The nurse is providing discharge instructions to a client who has nasal packing in place following nasal surgery. Which discharge instructions would be most appropriate for the client?
A. Take aspirin for nasal discomfort.
B. Decrease the amount of daily fluids.
C. Administer normal saline nasal drops as ordered.
D. Avoid sports activities for 6 weeks.
D. Avoid sports activities for 6 weeks.
A nurse is caring for a client who has a history of sleep apnea. The client understands the disease process when he says:
A. "I should become involved in a weight loss program."
B. "I should sleep on my side all night long."
C. "I should eat a high-protein diet."
D. "I need to keep my inhaler at the bedside."
A. "I should become involved in a weight loss program."
The nurse initiates the following intervention upon receiving a client back to the clinical unit after a throat-related procedure, "Elevate the head of the bed 45°." This assists in meeting which nursing goal?
A. The client will have increased tissue perfusion.
B. The client will remain alert and oriented.
C. The client will have decreased edema.
D. The client will have decreased pain.
C. The client will have decreased edema.
The nurse is obtaining a health history from a client with laryngitis. Which causative factor, stated by the client, is least likely?
A. "I used my voice in excess over the weekend."
B. "I have environmental allergies."
C. "I smoke a pack of cigarettes a day."
D. "I was chewing ice chips all day long."
D. "I was chewing ice chips all day long."
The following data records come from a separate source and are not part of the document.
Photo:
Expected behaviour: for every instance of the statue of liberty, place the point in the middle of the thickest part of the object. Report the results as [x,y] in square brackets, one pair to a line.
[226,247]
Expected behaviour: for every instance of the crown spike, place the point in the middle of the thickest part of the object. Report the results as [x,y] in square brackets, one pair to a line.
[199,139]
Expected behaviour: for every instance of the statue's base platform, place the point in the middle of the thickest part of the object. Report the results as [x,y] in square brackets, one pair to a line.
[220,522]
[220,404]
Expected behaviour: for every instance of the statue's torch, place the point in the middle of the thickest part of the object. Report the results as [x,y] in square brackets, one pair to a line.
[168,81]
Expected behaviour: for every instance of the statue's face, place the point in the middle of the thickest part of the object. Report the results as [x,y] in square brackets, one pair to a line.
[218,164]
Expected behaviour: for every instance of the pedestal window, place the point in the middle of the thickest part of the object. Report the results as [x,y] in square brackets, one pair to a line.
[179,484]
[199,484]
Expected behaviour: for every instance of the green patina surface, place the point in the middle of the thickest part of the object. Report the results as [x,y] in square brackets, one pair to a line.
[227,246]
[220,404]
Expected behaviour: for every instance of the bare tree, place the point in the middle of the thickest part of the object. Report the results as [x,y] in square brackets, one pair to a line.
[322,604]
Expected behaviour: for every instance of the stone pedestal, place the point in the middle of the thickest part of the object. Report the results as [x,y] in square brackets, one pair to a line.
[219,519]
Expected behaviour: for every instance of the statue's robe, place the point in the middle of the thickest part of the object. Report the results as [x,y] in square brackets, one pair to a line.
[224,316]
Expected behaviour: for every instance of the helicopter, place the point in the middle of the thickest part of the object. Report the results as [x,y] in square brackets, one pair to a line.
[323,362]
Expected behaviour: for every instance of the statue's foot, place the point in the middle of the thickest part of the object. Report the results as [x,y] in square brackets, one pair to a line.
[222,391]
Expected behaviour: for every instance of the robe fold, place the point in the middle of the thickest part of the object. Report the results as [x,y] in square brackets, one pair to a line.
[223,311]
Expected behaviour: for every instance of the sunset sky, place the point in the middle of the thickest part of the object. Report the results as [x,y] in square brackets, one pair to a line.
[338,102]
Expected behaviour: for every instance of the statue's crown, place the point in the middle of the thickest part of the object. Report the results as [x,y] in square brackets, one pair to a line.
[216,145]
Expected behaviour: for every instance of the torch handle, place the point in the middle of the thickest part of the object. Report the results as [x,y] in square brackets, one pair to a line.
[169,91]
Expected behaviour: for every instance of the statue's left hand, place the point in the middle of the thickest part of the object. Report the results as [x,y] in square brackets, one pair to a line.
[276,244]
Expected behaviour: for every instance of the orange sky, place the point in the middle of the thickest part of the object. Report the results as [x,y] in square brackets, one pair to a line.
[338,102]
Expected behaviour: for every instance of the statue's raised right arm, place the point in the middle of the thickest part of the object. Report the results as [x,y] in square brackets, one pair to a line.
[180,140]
A nurse is assisting with a subclavian vein central line insertion when the client's oxygen saturation drops rapidly. He complains of shortness of breath and becomes tachypneic. The nurse suspects the client has developed a pneumothorax. Further assessment findings supporting the presence of a pneumothorax include:
A. diminished or absent breath sounds on the affected side.
B. paradoxical chest wall movement with respirations.
C. muffled or distant heart sounds.
D. tracheal deviation to the unaffected side.
A. diminished or absent breath sounds on the affected side.